Pochi mesi dopo è arrivato il secondo smacco. Trump aveva imposto i dazi al 10%, facendo riferimento alla Sezione 122 del Trade Act del 1974 che consente al leader degli Stati Uniti di imporre dazi fino al 15% per 150 giorni. Ma solo in presenza di gravi deficit o di un rischio di svalutazione del dollaro. Secondo il Tribunale del Commercio, però, non ci sarebbe alcun deficit commerciale: nessuna esplosione dei costi del debito internazionale e nessuna perdita di accesso ai mercati finanziari. I dazi, quindi, erano nuovamente illegali.

Come funziona

La sentenza nasce dai ricorsi riuniti dallo Stato dell’Oregon. Ma l’amministrazione Trump ha subito risposto ritenendo che vincerà in appello, che non è ancora stato depositato formalmente. Le Dogane Usa hanno implementato il sistema Consolidated Administration and Processing of Entries, con cui possono presentare la richiesta di risarcimento sia le società degli Stati Uniti sia le imprese europee che hanno operato come importatori diretti o con intermediari accreditati. Non sono coinvolte però le famiglie americane che, come le imprese, sono state colpite dall’aumento dei costi causato dalla guerra commerciale di Trump. Dall’accettazione della richiesta all’erogazione dei rimborsi, come dichiarato dall’amministrazione doganale, potranno passare dai 60 ai 90 giorni. Inoltre, i pagamenti saranno effettuati in modo aggregato, includeranno gli interessi maturati e seguiranno i meccanismi di compensazione previsti dalla normativa americana. Se l’importatore dovesse avere debiti fiscali o doganali, questi gli verranno detratti dall’importo.

I numeri

Le cifre in gioco sono imponenti e il sistema commerciale degli Stati Uniti resta così in sospeso. I numeri parlano chiaro: 330 mila importatori in attesa di un rimborso che ammonta a 166 miliardi di dollari.
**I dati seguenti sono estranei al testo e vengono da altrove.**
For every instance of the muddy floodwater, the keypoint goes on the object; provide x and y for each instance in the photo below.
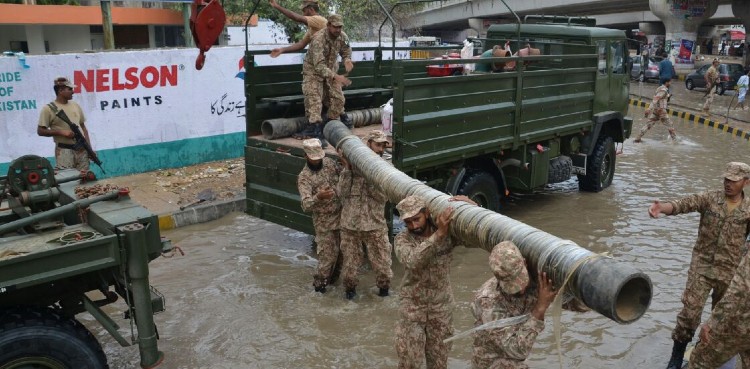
(241, 297)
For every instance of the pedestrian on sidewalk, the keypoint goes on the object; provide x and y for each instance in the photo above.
(712, 78)
(666, 69)
(742, 86)
(657, 112)
(722, 233)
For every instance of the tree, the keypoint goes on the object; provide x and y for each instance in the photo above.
(362, 19)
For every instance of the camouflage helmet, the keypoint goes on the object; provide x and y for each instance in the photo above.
(509, 267)
(736, 171)
(313, 149)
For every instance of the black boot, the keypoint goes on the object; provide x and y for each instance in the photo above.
(678, 353)
(319, 134)
(351, 294)
(346, 120)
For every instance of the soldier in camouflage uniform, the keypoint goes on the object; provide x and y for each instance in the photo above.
(724, 227)
(657, 112)
(363, 221)
(508, 294)
(316, 184)
(425, 249)
(319, 75)
(727, 331)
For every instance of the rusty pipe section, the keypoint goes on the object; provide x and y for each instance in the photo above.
(284, 127)
(609, 287)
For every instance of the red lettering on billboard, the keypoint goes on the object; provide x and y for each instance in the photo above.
(117, 79)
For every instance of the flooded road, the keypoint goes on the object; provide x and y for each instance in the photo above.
(242, 295)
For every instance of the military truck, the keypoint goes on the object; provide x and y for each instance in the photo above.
(555, 114)
(70, 245)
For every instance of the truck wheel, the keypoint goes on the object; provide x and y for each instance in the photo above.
(560, 169)
(43, 339)
(600, 169)
(482, 188)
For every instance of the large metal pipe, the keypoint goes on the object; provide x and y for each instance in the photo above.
(56, 212)
(611, 288)
(284, 127)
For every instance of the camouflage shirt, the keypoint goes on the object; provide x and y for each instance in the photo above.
(321, 56)
(659, 104)
(731, 317)
(508, 347)
(325, 213)
(362, 204)
(427, 264)
(721, 235)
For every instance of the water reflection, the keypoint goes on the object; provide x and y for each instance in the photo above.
(242, 296)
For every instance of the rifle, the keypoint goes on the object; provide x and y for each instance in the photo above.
(78, 135)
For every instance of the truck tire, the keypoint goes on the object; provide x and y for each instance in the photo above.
(41, 338)
(560, 169)
(600, 169)
(482, 188)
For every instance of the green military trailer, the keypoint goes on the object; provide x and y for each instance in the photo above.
(70, 245)
(558, 112)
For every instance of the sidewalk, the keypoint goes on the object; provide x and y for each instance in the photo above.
(189, 195)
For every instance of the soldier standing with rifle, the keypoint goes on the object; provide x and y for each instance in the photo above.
(60, 120)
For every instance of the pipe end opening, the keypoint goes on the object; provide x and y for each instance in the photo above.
(633, 299)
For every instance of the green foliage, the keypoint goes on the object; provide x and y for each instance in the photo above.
(362, 18)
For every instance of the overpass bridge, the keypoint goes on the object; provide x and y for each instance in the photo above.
(454, 20)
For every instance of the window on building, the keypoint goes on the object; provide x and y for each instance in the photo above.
(169, 36)
(19, 46)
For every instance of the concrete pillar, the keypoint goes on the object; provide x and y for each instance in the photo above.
(741, 9)
(477, 24)
(35, 39)
(681, 28)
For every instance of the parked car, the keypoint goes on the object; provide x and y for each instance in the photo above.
(729, 74)
(651, 72)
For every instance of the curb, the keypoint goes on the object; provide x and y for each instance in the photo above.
(201, 214)
(698, 119)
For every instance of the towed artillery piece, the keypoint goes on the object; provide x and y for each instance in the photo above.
(70, 245)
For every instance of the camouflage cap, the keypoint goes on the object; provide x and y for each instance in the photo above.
(376, 135)
(736, 171)
(307, 3)
(336, 20)
(64, 81)
(313, 149)
(509, 267)
(410, 206)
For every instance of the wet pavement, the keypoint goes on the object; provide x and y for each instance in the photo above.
(241, 297)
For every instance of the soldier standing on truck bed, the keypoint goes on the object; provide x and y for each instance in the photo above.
(425, 249)
(657, 112)
(320, 80)
(722, 233)
(310, 18)
(363, 221)
(317, 190)
(67, 155)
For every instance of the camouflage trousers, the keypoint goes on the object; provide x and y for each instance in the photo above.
(328, 254)
(71, 159)
(694, 297)
(420, 334)
(655, 118)
(318, 93)
(378, 251)
(709, 98)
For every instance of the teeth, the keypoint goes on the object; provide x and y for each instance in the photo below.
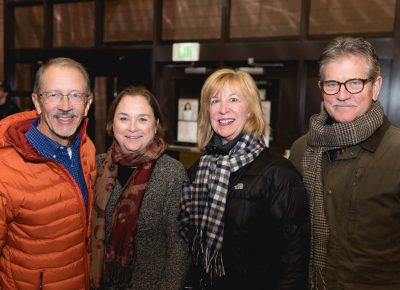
(225, 121)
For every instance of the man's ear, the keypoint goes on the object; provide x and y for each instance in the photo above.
(87, 105)
(376, 88)
(35, 100)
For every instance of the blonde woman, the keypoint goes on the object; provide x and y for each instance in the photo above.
(244, 210)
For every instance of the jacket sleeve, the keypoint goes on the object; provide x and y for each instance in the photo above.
(177, 249)
(291, 203)
(5, 218)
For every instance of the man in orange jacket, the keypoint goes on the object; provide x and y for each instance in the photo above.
(47, 165)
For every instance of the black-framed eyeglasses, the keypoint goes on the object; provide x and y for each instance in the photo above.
(56, 97)
(353, 86)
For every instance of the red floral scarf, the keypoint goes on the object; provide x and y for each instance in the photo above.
(115, 257)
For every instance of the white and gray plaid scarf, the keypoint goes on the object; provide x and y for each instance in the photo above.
(323, 138)
(203, 202)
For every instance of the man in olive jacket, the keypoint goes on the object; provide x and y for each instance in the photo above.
(350, 161)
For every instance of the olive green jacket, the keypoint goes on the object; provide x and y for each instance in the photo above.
(362, 205)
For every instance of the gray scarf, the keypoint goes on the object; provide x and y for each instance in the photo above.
(323, 138)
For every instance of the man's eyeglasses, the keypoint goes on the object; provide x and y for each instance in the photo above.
(56, 97)
(353, 86)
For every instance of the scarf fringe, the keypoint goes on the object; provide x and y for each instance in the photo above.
(210, 261)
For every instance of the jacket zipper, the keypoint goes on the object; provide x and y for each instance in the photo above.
(41, 281)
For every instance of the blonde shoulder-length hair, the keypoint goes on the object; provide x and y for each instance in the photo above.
(245, 86)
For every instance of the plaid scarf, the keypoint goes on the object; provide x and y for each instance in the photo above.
(203, 203)
(323, 138)
(118, 252)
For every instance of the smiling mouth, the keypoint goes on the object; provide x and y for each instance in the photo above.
(225, 121)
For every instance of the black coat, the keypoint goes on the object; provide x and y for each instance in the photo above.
(266, 233)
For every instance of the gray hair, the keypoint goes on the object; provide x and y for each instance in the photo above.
(63, 62)
(343, 46)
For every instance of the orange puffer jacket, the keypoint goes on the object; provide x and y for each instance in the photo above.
(44, 225)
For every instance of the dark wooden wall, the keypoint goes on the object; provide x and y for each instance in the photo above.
(290, 59)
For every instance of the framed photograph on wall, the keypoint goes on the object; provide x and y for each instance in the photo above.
(187, 120)
(188, 109)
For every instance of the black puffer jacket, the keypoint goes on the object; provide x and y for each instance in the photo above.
(266, 227)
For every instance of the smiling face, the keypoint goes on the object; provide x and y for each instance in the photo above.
(344, 106)
(229, 111)
(134, 124)
(60, 121)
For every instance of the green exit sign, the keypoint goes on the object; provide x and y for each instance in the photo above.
(186, 51)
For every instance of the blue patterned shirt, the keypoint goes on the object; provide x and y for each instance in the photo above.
(67, 156)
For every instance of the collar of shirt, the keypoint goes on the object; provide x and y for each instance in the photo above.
(48, 147)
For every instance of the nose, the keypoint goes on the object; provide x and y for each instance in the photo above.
(224, 107)
(132, 125)
(65, 103)
(343, 94)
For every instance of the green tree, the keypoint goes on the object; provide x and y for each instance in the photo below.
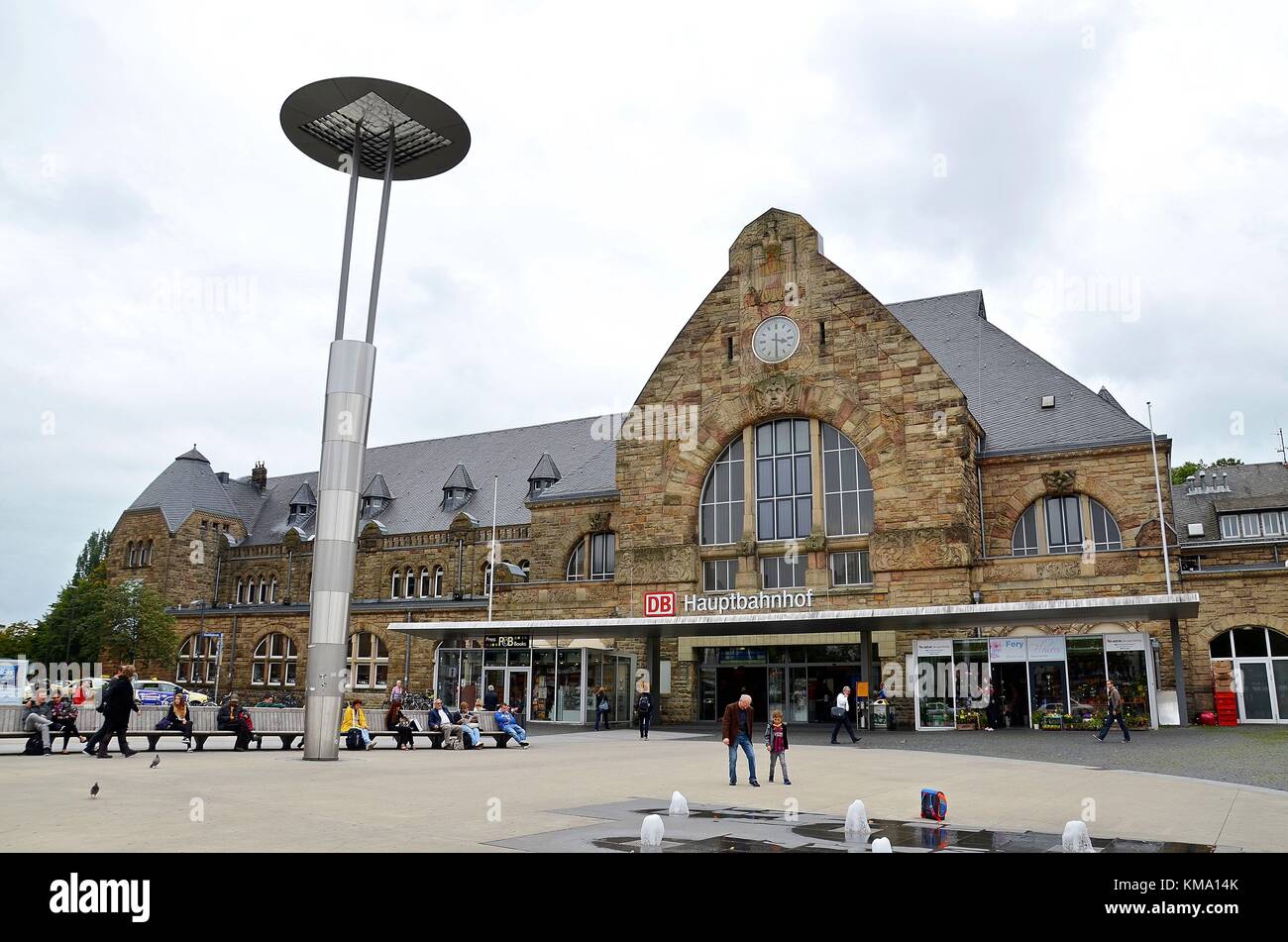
(75, 624)
(137, 626)
(16, 639)
(95, 551)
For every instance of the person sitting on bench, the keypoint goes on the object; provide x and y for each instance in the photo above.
(178, 718)
(356, 721)
(38, 717)
(506, 722)
(63, 714)
(443, 719)
(233, 718)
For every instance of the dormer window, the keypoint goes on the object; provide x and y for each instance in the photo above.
(544, 476)
(459, 489)
(303, 503)
(375, 497)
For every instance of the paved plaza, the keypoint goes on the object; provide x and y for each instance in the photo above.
(570, 784)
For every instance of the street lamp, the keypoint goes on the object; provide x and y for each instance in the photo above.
(387, 132)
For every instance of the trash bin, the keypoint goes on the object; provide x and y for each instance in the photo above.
(880, 714)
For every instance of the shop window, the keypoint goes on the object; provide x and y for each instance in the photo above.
(369, 662)
(785, 484)
(719, 576)
(851, 569)
(782, 572)
(846, 486)
(722, 498)
(274, 662)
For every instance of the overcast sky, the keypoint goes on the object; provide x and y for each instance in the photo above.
(617, 151)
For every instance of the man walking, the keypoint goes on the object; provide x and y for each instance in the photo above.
(1116, 712)
(38, 717)
(842, 715)
(117, 704)
(738, 726)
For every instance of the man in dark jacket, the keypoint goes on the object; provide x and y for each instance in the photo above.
(117, 704)
(738, 727)
(1113, 712)
(233, 718)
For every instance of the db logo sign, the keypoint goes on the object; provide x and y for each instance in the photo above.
(660, 605)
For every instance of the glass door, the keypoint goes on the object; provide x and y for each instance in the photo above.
(516, 692)
(493, 687)
(1256, 703)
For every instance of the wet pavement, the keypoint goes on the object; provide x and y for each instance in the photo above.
(713, 829)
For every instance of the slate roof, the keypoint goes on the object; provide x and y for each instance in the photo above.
(187, 485)
(1005, 381)
(545, 470)
(1252, 486)
(460, 477)
(413, 473)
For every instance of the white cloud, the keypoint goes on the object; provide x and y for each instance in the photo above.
(616, 155)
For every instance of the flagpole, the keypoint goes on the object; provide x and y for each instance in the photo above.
(490, 552)
(1158, 488)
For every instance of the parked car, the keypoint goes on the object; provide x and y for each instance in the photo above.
(155, 692)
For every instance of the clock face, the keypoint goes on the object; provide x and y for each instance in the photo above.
(776, 339)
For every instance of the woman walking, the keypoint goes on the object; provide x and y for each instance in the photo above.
(601, 708)
(400, 725)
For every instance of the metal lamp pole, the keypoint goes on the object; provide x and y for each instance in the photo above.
(380, 130)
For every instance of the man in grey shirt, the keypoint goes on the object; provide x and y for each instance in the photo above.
(38, 715)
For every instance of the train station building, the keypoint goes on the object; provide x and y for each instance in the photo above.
(811, 489)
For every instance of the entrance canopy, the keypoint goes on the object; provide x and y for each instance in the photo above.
(1160, 607)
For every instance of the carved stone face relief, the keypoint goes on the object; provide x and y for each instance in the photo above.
(778, 392)
(1059, 481)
I risarcimenti sono iniziati molto lentamente ad aprile, ma la questione si è complicata a causa del report sull’occupazione del mese scorso. Stando ai dati forniti, l’economia statunitense ha aggiunto 115 mila posti di lavoro e la disoccupazione è rimasta ferma al 4,3%. Un aspetto subito sottolineato da Trump a prova della solidità economica di Washington, ma che non cambia l’illegalità dei dazi al 10%.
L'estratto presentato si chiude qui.